Impact is a virtual show that was written and acted in a solo performance by Amy Engelhardt. The play is about her life; the catastrophe of Pan Am flight 103 that exploded over Lockerbie, Scotland due to terrorism by Libyan Nationals. In what Engelhardt describes as “Follow Signs”… where and how her life moves, she talks about music moving her during difficult times. A former alumnus of Syracuse University, she was able to know her fellow students by name in the theater department. Her senior year she decided to focus more on music than acting. At The Cell Theater and produced by The Playhouse at White Lake, the play at times is very moving; at other times it can be both slow and more about Engelhardt’s corniness than the main issues that she is trying to portray.

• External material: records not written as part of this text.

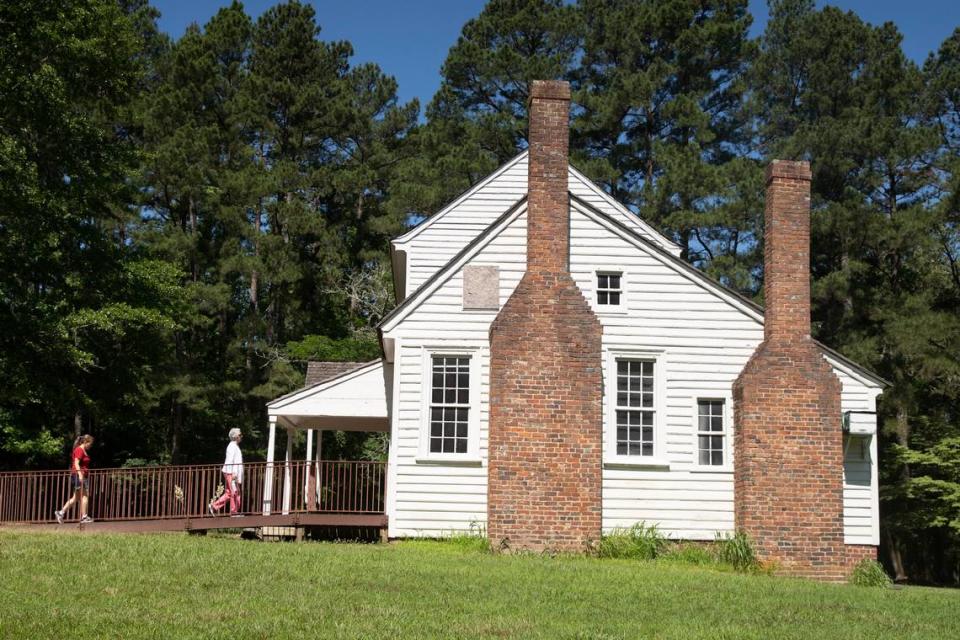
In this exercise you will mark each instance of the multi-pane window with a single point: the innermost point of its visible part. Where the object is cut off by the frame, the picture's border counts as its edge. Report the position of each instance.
(636, 407)
(711, 432)
(608, 288)
(449, 404)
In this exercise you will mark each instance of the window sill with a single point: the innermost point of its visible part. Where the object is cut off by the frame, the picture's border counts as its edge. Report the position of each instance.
(708, 469)
(451, 462)
(631, 463)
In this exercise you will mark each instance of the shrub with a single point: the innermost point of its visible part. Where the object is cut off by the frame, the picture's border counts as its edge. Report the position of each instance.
(640, 541)
(737, 551)
(869, 573)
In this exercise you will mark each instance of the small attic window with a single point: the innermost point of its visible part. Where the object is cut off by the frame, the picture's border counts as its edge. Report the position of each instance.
(481, 288)
(609, 289)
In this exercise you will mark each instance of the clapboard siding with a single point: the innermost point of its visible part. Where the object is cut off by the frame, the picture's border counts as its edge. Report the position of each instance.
(704, 340)
(433, 499)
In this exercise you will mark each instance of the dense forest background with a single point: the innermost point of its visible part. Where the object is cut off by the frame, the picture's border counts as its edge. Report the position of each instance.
(184, 223)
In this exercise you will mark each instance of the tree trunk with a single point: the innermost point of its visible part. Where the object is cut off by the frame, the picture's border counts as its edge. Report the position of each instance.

As far as cinematography is concerned we get a deep feel as to what she is going through at times. Very clear and concise we are able to capture the expressions as if we were sitting in the front row. In this virtual age this play had the feel that we were in the audience. The lighting, however, was difficult at times, from darkness to brightness at times it was uneven throughout the 1:30 minutes of this play. The play is set in a restaurant, to give the appearance that we are being invited into a place to hear her speak of the intimacies of her life; from being in The Bobs, her struggles to find work and eventually landing with “Good Omens” From 1988 thru 2020 much changed in the world and Engelhardt is deft in the way that she points it out. The world has indeed become closer and at the same time has become more dangerous. She gives us both sides of the world… the good in Josephine Donaldson, Colin Durance, Rene, Kim, Nicole Boulanger and Miriam Wolf. Lockerbie would consume Engelhardt for much of the thirty years, she would write songs about this bleak day that took five students from Syracuse University who were studying in England (a program that she too took in England). She is open about her reservations about going to Lockerbie, she wants to see where this horrific accident happened and yet she is scarred too.
Engelhardt goes to great depths in showing us what it meant to go Lockerbie, how nice the Scottish are, how helpful and respectful they were to each and every dead passenger; the victims pain was their pain too. In the end she is able to coop better with this catastrophe and so are the other who went with her on this trip. The heeling process is not easy but she makes sure that it never ends.